Нет, когда роют яму, так не говорят, а Фокин полным голосом на весь зал: не торопитесь ставить крест на Подрезове. Не одни ошибки да недостатки у Подрезова. Есть кое-что и другое…
— Ну, а что касается некоторых обвинении в адрес Подрезова, сказал Фокин, — то, я думаю, они брошены сгоряча. Как, к примеру, можно говорить, что первый секретарь райкома поощрял частнособственнические тенденции в колхозах, что он знал о так называемых тайных полях у Худякова? Думаю, что нет никаких оснований связывать с первым секретарем и разбазаривание хлеба в Пекашине…
Вот в это самое время в Евдокима Поликарповича и вкогтился зуд.
Решающая минута! Минута, какой не было в его жизни за все сорок четыре года. И наверняка не будет. Ведь стоит ему только отрезать, отсечь от себя Худякова и Лукашина, как подсказывает Фокин, — и какие против него обвинения? Грубость, мат, не очень ласковое обхождение с рыбнадзором…
Да, да, да! Два серьезных политических обвинения против него — тайные поля и дружба с арестованным Лукашиным, а все остальное чепуха, мусор, пена… И в зале уже кое-кто подавал голос: правильно! Правильно, мол, сказал Фокин. Нечего все валить на одного. И Зарудный и Филичев протягивали ему руку помощи. Во всяком случае, ни тот, ни другой не долбали его. В общем, хватайся обеими руками за протянутую веревку, вылезай из проруби.
Но что тогда будет с Лукашиным и Худяковым? Они-то уж тогда наверняка пойдут ко дну… Знал не знал, ведал не ведал… Должен был знать!
Подрезов собрал все свои силы, какие у него были, встал.
— Лукашин роздал хлеб с моего разрешения. Я приказал.
Постоял, помолчал немного, вглядываясь в ошеломленный зал, и забил последний гвоздь:
— Про худяковские поля здесь говорили. Знал. Все знал. Иначе какой я, к дьяволу, хозяин района, ежели не знал, что у меня под носом делается?..
Ему казалось, что он ни на минуту не сомкнул глаз — такой зуд разыгрался у него в теле на нынешний закат, — но на самом деле он спал. Вокруг было темно. Ни один плакат не светился на стенах, а в соседней комнате за неплотно прикрытыми дверями горела уже лампа.
Он надел на себя нательную рубаху, брюки — все сорвал в беспамятстве, тихонько встал.

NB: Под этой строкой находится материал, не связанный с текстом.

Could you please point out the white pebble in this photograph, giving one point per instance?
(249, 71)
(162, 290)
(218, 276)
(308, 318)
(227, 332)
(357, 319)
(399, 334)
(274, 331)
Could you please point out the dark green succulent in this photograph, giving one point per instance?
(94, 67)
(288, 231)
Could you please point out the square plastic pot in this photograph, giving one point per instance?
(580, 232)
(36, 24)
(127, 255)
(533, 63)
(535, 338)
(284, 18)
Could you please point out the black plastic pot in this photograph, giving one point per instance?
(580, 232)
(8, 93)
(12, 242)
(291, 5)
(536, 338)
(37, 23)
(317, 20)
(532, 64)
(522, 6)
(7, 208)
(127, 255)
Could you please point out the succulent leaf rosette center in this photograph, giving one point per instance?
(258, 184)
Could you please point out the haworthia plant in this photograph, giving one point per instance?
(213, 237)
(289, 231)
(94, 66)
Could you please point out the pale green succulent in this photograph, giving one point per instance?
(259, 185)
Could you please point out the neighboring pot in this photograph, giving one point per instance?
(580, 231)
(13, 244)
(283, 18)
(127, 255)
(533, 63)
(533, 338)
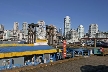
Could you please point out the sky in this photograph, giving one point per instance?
(83, 12)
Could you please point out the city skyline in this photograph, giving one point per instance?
(83, 12)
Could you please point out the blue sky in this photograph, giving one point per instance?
(82, 12)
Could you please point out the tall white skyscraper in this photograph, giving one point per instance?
(93, 29)
(80, 31)
(67, 25)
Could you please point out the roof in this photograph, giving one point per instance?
(24, 48)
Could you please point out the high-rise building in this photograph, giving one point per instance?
(1, 28)
(67, 25)
(1, 31)
(73, 35)
(93, 29)
(60, 31)
(80, 31)
(16, 27)
(24, 28)
(41, 33)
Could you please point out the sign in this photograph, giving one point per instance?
(64, 48)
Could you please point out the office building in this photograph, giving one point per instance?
(93, 29)
(41, 32)
(16, 27)
(60, 31)
(80, 31)
(67, 25)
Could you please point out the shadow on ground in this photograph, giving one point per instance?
(89, 68)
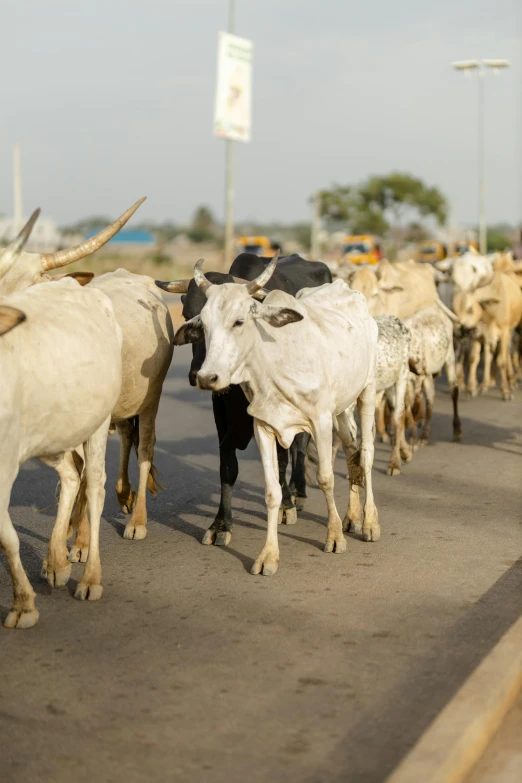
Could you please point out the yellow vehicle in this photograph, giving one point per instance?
(463, 246)
(361, 249)
(261, 246)
(430, 251)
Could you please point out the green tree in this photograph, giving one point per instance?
(400, 195)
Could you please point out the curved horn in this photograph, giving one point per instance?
(63, 257)
(264, 277)
(174, 287)
(15, 247)
(199, 277)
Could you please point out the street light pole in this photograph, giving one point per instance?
(480, 66)
(229, 168)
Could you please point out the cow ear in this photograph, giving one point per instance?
(277, 316)
(491, 301)
(82, 277)
(190, 332)
(390, 288)
(9, 318)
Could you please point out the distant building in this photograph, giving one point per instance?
(130, 236)
(45, 236)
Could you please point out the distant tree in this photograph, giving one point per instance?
(379, 202)
(344, 204)
(498, 240)
(399, 194)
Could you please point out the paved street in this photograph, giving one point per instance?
(190, 669)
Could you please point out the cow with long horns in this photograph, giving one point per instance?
(233, 422)
(51, 367)
(146, 355)
(301, 364)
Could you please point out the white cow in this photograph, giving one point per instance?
(147, 349)
(432, 350)
(301, 378)
(60, 355)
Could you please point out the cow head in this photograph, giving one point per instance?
(18, 269)
(471, 271)
(194, 299)
(229, 322)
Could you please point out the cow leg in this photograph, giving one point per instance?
(267, 562)
(347, 429)
(287, 510)
(451, 375)
(400, 447)
(335, 540)
(474, 360)
(90, 587)
(124, 492)
(24, 614)
(79, 519)
(502, 364)
(136, 527)
(380, 405)
(220, 531)
(488, 357)
(429, 398)
(366, 404)
(56, 567)
(298, 451)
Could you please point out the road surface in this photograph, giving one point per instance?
(190, 669)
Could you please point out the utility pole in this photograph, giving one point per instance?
(18, 211)
(316, 226)
(229, 168)
(481, 66)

Босые, все еще разгоряченные зудом ноги с великим блаженством ощутили под собой прохладу заскрипевших половиц.
Софья встретила его у дверец с лампой в руке — она, как всегда, сидела на часах и ждала его пробуждения.
Он подошел к столу, посмотрел на тикающий будильник.

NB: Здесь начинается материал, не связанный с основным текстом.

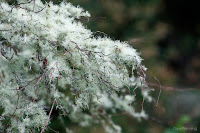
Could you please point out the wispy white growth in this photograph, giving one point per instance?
(48, 55)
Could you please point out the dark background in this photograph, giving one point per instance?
(167, 34)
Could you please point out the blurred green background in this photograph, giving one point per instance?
(167, 34)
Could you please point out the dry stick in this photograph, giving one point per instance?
(159, 91)
(48, 116)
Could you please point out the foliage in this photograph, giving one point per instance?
(48, 58)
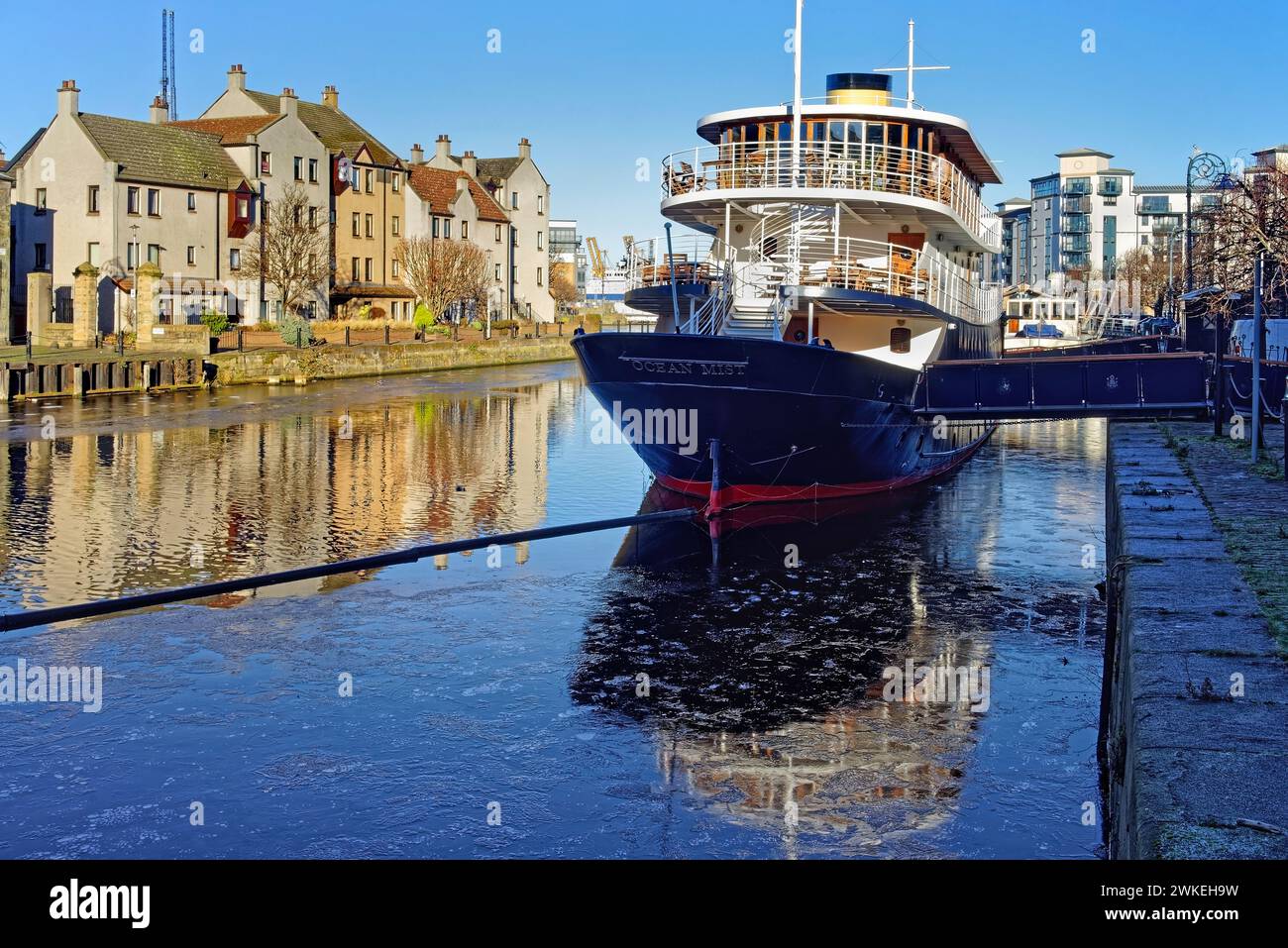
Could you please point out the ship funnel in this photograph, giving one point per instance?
(858, 89)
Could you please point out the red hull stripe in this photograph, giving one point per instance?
(777, 493)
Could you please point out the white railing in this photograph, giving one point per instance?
(848, 263)
(877, 167)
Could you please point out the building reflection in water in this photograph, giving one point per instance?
(103, 514)
(765, 682)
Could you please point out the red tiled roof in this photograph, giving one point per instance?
(231, 130)
(438, 187)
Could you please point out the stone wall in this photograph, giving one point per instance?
(1194, 721)
(348, 363)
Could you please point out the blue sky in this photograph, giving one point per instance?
(597, 85)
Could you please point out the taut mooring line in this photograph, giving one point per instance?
(106, 607)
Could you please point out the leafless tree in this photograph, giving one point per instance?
(443, 272)
(295, 258)
(1250, 218)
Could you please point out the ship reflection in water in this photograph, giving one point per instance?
(755, 649)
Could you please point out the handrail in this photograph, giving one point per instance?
(884, 168)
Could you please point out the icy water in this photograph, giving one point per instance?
(655, 691)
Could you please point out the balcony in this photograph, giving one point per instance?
(870, 167)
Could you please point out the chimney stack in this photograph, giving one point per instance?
(68, 98)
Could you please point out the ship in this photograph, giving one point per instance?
(832, 249)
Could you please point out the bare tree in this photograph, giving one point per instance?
(1249, 219)
(295, 258)
(443, 272)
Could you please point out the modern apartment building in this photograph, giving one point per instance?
(115, 192)
(368, 193)
(451, 205)
(518, 187)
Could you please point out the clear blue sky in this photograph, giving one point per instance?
(596, 85)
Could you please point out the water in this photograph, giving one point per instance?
(518, 691)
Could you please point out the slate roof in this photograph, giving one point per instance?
(162, 154)
(336, 130)
(235, 130)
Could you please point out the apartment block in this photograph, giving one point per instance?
(446, 204)
(115, 192)
(368, 194)
(518, 187)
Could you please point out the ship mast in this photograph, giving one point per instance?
(911, 68)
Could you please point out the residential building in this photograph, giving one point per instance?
(567, 254)
(1012, 265)
(447, 204)
(368, 198)
(7, 329)
(516, 184)
(115, 192)
(275, 154)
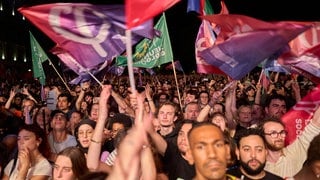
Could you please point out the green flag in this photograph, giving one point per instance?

— Ого! Пол-одиннадцатого. — И тут, обернувшись к жене, он второй раз за вечер увидел испуг в ее темных, по-птичьи округленных глазах.

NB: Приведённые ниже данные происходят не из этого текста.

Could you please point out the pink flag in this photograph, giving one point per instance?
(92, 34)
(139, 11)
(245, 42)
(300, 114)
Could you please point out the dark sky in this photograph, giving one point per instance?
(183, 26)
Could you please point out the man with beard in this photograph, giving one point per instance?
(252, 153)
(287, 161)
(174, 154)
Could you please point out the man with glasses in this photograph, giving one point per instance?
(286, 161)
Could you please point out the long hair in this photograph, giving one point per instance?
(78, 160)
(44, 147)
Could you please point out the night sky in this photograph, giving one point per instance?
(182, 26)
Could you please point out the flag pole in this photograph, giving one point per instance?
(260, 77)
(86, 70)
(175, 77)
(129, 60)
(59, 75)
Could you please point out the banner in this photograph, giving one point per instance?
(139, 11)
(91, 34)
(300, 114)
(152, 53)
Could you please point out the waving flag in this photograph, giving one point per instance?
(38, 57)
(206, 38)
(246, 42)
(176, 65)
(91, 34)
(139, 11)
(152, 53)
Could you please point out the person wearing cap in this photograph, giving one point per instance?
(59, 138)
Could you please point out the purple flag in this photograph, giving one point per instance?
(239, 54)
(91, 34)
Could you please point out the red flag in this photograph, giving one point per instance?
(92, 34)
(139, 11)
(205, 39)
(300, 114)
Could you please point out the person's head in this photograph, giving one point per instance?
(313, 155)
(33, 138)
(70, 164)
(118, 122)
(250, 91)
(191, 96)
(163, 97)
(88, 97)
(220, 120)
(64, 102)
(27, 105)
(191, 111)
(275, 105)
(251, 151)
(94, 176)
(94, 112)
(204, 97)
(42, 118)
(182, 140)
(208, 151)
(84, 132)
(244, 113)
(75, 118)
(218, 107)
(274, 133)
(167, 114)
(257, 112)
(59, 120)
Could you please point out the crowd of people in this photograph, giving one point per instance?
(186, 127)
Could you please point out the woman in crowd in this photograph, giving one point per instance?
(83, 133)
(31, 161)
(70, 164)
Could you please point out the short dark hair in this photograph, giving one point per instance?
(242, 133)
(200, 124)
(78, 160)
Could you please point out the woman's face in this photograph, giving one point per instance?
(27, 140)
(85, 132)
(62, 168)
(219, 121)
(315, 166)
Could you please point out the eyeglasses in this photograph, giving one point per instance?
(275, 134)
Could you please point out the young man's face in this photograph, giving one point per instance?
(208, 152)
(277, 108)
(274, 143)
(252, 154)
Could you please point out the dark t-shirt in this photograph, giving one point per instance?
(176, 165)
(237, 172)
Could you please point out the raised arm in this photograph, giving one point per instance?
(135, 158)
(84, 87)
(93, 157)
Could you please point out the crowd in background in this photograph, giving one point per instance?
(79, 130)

— Я не знала, как и быть. Ты ничего не сказал, будить тебя или нет…
Он сел к столу, запустил руки в свои мягкие, изрядно поредевшие волосы, а она продолжала стоять перед ним, большая, грузная, не сводя с него настороженного взгляда, и это взорвало его:
— Чего стоишь? В денщиках ты у меня, что ли?
— Я думала, на стол подавать…
— Думала! Сядь, говорю. Некуда больше торопиться.
Софья села. Села как-то неуверенно, на край стула, как будто не у себя дома, а в гостях или, еще вернее сказать, на приеме у большого начальства. И он глядел-глядел на ее большие работящие руки, покорно лежавшие на коленях, на ее полуопущенную голову в буйном курчавом волосе с проседью, на ее широкое, вечно залитое, как у молодки, густым румянцем лицо, и вдруг обручем перехватило ему горло.
Боже мой, боже мой! Кто только сегодня не шерстил его, в чем только его не обвиняли! Задавил, согнул, зажал в кулак… А что бы могла сказать о нем вот эта женщина, его жена? Какой счет она могла предъявить ему?
После смерти Елены он дал себе слово: не жениться. И лет пять — ни-ни, ни на одну молодую женщину не посмотрел. Потом — он уже работал инструктором в райкоме — от него уехала в город к своей дочери старушонка, которая вела его хозяйство и ухаживала за детьми, и тут — хочешь не хочешь — пришлось обратиться за помощью к вдове-соседке.